The Target Population

This year there will be 1 in 10 teenagers that will be diagnosed with an anxiety disorder this year. Anxiety levels are getting higher and higher scientists blame our modern culture, and financial battles and the long process that follows it. Kids with parents that have an anxiety disorder are up to seven times more likely to have the disorder.

The Onset of Anxiety

Anxiety can arise from a traumatic experience that has happened in their lifetime. It also could happen from fear of something happening to them that could go to the extent of not leaving their house. The consent worrying thats in your mind never goes away even when there's little evidence of that fear.


If you start to have symptoms of an anxiety disorder, you're doctor will begin an evaluation and will ask you questions about your medical history and will do a physical exam. There are no lab test's to diagnose you with anxiety, but your doctor will use different kinds of tests to look for the cause of the symptoms.

The Signs and Symptoms

Some of the signs and symptoms of anxiety you could be feeling are:

  • Feelings of panic
  • Fear
  • Uneasiness
  • Problems with sleeping
  • Cold or sweaty hands/ feet
  • Shortness of breath
  • Heart palpitations
  • Not being able to stay calm or still
  • Dry mouth
  • Numbness or tingling in your hands/ feet
  • Nausea
  • Muscle tension
  • And dizziness


There's a form of therapy that's generally very effective called cognitive behavioral therapy (CBT), and then for some people medication is very effective. CBT is a treatment or therapy that will focus on the relationships between your thought's, feelings, and behavior.

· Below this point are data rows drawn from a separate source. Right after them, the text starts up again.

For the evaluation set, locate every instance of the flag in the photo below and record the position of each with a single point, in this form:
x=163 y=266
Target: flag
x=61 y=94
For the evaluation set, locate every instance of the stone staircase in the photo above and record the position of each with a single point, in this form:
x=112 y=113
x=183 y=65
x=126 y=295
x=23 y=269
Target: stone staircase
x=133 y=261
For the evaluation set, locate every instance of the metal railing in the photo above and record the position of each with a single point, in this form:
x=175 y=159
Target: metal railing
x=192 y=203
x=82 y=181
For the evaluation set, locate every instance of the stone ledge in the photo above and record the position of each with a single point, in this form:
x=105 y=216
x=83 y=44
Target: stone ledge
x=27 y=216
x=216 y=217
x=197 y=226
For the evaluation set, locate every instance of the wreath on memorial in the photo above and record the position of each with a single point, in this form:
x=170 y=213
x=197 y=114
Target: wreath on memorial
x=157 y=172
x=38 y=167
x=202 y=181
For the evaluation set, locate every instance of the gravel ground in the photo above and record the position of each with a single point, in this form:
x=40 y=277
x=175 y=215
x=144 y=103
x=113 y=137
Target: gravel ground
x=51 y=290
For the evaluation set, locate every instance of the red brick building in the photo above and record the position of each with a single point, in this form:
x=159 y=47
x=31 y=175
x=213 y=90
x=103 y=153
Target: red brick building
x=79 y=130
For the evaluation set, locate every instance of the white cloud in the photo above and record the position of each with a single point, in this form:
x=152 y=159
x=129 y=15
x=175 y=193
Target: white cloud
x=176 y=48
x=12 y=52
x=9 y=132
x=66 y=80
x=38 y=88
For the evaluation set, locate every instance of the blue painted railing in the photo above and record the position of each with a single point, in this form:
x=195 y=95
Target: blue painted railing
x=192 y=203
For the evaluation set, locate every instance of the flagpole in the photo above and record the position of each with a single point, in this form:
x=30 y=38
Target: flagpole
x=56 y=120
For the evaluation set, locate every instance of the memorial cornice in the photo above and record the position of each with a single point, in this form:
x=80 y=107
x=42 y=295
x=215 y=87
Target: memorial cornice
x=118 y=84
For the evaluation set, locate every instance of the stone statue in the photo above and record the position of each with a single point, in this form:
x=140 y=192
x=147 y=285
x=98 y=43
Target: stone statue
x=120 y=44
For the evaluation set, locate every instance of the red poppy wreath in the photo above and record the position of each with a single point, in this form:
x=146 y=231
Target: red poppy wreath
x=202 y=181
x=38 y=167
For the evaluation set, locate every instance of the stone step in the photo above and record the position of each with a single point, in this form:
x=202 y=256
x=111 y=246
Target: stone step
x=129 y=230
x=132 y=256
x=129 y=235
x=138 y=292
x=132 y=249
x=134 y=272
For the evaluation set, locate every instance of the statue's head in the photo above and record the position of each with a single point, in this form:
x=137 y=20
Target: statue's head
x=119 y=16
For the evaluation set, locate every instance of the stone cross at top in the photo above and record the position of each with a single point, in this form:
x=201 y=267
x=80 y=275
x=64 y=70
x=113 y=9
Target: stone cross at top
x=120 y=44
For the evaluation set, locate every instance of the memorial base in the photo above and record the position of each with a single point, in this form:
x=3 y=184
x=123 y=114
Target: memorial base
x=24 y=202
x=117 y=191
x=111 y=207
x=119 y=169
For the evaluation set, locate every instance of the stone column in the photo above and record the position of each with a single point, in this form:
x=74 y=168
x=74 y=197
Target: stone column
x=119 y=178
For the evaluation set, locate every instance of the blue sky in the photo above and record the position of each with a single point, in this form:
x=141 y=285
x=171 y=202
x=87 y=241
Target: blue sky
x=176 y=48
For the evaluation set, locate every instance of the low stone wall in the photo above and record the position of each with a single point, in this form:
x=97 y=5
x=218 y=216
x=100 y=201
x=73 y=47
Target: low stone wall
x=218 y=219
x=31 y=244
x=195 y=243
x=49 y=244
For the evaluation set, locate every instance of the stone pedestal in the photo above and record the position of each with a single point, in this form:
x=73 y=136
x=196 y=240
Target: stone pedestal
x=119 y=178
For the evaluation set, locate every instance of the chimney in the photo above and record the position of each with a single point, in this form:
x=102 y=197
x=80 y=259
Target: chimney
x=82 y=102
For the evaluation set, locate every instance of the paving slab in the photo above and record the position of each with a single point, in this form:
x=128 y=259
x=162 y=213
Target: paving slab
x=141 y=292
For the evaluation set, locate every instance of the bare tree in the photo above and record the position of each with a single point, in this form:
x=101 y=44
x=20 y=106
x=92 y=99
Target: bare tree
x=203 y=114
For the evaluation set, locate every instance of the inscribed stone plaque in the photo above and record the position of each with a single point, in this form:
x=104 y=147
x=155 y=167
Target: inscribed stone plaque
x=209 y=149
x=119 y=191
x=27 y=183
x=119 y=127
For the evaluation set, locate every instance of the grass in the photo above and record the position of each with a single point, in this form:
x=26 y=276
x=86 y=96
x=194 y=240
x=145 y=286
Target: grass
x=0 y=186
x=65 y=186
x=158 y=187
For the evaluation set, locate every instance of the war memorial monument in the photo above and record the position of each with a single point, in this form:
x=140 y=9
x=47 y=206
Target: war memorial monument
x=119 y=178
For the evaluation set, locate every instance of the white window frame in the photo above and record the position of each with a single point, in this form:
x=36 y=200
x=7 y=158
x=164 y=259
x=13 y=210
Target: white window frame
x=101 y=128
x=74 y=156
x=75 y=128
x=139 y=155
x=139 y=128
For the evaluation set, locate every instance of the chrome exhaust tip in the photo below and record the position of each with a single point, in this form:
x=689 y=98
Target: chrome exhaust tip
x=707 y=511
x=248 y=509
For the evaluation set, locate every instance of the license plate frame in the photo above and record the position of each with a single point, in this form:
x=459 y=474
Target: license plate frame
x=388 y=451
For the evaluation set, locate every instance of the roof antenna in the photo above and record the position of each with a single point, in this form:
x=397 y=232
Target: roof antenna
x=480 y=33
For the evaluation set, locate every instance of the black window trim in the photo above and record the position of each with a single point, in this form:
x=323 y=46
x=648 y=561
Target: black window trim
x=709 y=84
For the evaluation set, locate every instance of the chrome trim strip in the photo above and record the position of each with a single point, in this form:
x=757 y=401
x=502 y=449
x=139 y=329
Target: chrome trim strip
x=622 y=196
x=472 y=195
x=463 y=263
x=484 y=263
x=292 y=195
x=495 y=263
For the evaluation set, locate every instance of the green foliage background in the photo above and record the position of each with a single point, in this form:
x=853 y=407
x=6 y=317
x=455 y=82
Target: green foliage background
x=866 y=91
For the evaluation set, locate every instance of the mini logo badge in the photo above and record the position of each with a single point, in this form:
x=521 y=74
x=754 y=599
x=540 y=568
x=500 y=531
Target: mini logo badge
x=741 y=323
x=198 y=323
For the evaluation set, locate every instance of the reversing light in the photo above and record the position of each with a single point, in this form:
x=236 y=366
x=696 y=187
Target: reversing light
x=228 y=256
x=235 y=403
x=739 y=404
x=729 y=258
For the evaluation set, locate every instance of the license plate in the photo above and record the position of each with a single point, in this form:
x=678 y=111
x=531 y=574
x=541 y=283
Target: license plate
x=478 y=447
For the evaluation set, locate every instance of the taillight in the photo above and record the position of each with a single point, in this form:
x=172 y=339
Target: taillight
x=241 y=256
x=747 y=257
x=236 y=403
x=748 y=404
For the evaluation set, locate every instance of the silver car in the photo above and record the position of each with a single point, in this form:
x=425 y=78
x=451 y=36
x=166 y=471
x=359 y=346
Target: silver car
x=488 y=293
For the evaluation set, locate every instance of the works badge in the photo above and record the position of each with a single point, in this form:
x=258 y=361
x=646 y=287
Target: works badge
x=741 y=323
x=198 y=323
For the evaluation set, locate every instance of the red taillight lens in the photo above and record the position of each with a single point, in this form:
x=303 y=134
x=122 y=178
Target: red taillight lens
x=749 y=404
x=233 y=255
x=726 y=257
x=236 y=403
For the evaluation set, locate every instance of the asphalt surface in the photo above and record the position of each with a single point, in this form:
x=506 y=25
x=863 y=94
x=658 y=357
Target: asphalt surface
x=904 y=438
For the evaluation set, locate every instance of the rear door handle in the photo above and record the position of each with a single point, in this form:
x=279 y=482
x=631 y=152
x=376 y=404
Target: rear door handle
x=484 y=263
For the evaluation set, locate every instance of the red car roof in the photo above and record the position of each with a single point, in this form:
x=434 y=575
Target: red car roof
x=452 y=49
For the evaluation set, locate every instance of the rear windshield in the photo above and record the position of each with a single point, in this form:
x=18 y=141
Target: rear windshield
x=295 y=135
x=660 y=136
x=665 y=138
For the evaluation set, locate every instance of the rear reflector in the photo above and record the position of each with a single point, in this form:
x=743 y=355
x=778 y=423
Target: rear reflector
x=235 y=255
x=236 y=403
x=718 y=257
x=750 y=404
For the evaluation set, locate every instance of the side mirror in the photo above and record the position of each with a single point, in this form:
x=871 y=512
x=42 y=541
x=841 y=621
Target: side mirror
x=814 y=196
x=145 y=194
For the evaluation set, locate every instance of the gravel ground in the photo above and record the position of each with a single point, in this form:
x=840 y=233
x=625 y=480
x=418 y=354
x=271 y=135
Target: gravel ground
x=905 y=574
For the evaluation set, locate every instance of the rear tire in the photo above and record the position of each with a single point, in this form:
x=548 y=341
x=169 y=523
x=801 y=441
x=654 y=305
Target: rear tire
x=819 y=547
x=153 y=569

Anxiety could be managed through medication and therapy but for some people who can't get those things could live with it for their whole life


The connections I have with anxiety is my mother, my sister, my aunt, and my grandmother all have anxiety. I selected this condition because I wanted to find out more about it and what goes through the brain with anxiety.

Different Kinds of Anxiety

Social Anxiety- A overwhelming worry and a self consciousness with everyday situations. That worry focuses on being judged, behaving in a certain way that embarrasses themselves. Or that will lead to mockery.

Panic Disorder- Feeling's of terror that will come on suddenly, and frequently without any warning.

Generalized Anxiety Disorder- An impractical worry/ fear when there is nothing to trigger the anxiety.